There are two broad categories of therapeutics: antivirals and immune modulators. We already use antivirals for many other infections including HIV and hepatitis C infection. We even have an antiviral used to treat common influenza. And so, it leads us to believe that this is a potentially viable strategy for treating COVID-19. There has been lots of talk around the use of particular anti-inflammatory agents, including hydroxychloroquine ─ commonly used to treat malaria, lupus, and rheumatoid arthritis ─ as well as remdesivir, which specifically blocks the enzyme that replicates the viral genetic material. Immune modulators work to dampen the body’s overactive immune responses; several including plasma are currently under study.

The National Institutes of Health has created coronavirus treatment guidelines in which a panel of experts takes a close look at the literature surrounding various potential treatments and then evaluates the evidence in two ways. It found insufficient clinical data to recommend either for or against:

Convalescent plasma
Interleukin-6 inhibitors

And strongly recommends against:

Hydroxychloroquine + azithromycin (AIII)
Lopinaivr/ritonavir (AI)

But fortunately, clinical trials evaluating treatments for COVID-19 are progressing rapidly and this past week was a big one for therapeutic news:

On April 27, the pharmaceutical company Regeneron announced that sarilumab was not effective in people with severe COVID-19, but might provide benefit in some cases

On April 29, the NIH and the pharmaceutical company Gilead Sciences announced that an NIH study found that remdesivir shortens time to recovery in severe COVID-19 patients

On May 1, the FDA granted Emergency Use Authorization for remdesivir

Remdesivir may or may not end up being the most effective medicine for treating COVID-19, but it certainly looks like it's going to be the first to see widespread distribution. We foresee a long road ahead, but stress the importance of conducting very well designed clinical trials.
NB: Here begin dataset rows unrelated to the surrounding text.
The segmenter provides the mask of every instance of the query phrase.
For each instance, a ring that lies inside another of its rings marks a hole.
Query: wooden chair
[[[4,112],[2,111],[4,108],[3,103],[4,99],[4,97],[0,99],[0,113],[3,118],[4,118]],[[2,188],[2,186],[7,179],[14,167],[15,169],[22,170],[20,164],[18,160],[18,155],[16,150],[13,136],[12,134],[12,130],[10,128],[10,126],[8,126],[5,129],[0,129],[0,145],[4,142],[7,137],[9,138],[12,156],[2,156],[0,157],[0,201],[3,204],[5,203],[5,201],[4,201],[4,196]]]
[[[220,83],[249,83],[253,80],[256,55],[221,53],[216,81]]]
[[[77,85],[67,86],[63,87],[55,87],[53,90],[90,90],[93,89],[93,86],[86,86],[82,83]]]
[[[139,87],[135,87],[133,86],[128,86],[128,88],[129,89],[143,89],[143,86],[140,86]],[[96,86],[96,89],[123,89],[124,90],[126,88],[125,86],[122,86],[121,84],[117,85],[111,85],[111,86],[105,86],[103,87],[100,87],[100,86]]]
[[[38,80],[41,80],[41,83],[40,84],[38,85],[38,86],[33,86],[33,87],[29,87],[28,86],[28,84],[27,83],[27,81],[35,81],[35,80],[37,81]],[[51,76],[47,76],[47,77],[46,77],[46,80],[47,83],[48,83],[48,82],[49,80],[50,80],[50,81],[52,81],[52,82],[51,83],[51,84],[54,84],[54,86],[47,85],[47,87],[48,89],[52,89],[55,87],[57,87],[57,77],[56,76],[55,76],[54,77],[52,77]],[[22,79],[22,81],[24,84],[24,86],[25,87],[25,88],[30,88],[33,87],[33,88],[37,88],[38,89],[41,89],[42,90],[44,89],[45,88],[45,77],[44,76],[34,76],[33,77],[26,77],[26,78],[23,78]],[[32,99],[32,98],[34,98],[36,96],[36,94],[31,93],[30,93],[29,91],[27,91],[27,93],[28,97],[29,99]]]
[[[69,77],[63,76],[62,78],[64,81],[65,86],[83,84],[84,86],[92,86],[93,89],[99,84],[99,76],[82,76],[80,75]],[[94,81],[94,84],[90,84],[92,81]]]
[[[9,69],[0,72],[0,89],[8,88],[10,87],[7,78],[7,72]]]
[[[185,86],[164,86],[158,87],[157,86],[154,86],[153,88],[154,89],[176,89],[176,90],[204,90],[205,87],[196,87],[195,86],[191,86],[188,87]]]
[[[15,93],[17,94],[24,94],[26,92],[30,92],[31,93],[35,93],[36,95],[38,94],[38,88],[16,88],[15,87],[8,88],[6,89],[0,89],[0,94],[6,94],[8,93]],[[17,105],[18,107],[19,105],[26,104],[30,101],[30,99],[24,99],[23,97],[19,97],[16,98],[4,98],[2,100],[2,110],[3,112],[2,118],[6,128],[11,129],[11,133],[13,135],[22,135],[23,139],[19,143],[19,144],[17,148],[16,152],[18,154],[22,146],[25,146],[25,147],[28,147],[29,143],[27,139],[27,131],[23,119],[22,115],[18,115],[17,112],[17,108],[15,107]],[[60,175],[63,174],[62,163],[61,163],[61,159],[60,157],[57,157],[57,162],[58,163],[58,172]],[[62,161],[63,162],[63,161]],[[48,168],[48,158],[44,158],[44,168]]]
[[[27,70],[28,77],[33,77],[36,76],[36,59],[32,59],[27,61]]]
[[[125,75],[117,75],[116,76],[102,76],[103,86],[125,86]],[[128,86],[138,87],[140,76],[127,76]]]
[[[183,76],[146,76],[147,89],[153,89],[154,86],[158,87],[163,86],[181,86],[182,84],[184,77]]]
Lightning Round: Questions from Viewers

What can I do to boost my immunity?

The best advice we can give is to live a healthy life. Exercise regularly, eat good foods, and eat a diet rich in fruits and vegetables which contain antioxidants and anti-inflammatory compounds. And if you have underlying medical issues, make sure that you're managing those properly so that they don't get out of control and leave you more vulnerable than necessary.

What are your thoughts on herd immunity for COVID-19?

There is significant hope that herd immunity will help decrease the incidence of COVID-19 in the future, but the extent of herd immunity in the community is still unknown.

Do people who are asymptomatic still develop antibodies?

This is a great question, but we don’t have an answer to this yet.

Is there a risk with rushing a COVID19 vaccine to market?

As will all treatments, there needs to be sufficient data on safety and efficacy to ensure that the treatment or prevention does not cause harm.

Do we know if the virus will mutate?

So far we have not observed much mutational change in the virus since it entered humans in late 2019. Whether or not the virus will evolve as it continues to spread around the world, we do not know and this will need to be monitored.

Disclosure: Dr. Campbell has previously received consulting fees from Gilead Sciences, ViiV, Merck, and Janssen in addition to research support from Gilead Sciences and ViiV.

Disclosure statement:
The Institute for Science & Policy is committed to publishing diverse perspectives in order to advance civil discourse and productive dialogue. Views expressed by contributors do not necessarily reflect those of the Institute, the Denver Museum of Nature & Science, or its affiliates.